Joseph DiPrimio, executive director of Maryland’s Child Support Enforcement Administration, said state and federal laws require parents seeking public assistance to seek child-support services. The availability of DNA testing can help get the child-support collection process moving more quickly and eliminate doubts, he said.
“Generally as a broad concept, the right of a child to know his or her biological parent, I think that’s the important thing,” DiPrimio said.
The state contracts with the Ohio-based company DNA Diagnostics Center for paternity testing. A test through the state costs about $120 for a father, mother and one child, plus a $25 application fee, said Brian Schleter, spokesman for the state Department of Human Resources.
Health Street’s paternity tests cost $350, and the firm contracts with collection clinics in various states, including Maryland. The company also offers mobile drug tests, traveling to construction sites and accident scenes.
Rosenthal said people seek DNA testing for a variety of reasons that don’t involve child-support conflicts — including simple peace of mind.
“There are plenty of places where people are together, and the father wants reassurance,” he said.
In other cases, a person might need to prove a biological relationship to sponsor a family member emigrating to the United States or for inheritance purposes, he said. Or they have found possible long-lost siblings and want to confirm the ties.
While many on the sidewalk snicker at the sight of a mobile DNA testing clinic, some family law experts say the growing availability of such tests raises serious concerns about destabilizing families.
Jane Murphy, a family law professor at the University of Baltimore School of Law, said she’s seen heart-wrenching cases where children are devastated over the results of a paternity test.

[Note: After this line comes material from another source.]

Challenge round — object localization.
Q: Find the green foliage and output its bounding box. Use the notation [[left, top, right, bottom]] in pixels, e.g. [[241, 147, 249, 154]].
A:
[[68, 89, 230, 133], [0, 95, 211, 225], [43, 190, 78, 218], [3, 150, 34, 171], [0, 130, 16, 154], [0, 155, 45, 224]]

“It’s not a joke to them who their father is,” she said. In many cases, children had a long-term relationship with a man they believed was their father, only to find out he is not.
“There’s no other father waiting in the wings,” she said. “In many cases, there never will be.”
Murphy believes the tests can do more harm than good in certain cases.
“Making it more available has the potential for destabilizing a lot of families where there’s no biological connection between the father and the children,” she said. “Biology doesn’t have to define a relationship.”
But Rosenthal said the service can help people find closure to long-held questions.
“What I’ve found is that relationships win out far greater than biology, but you can’t deny that there is this instinctual need to know,” he said.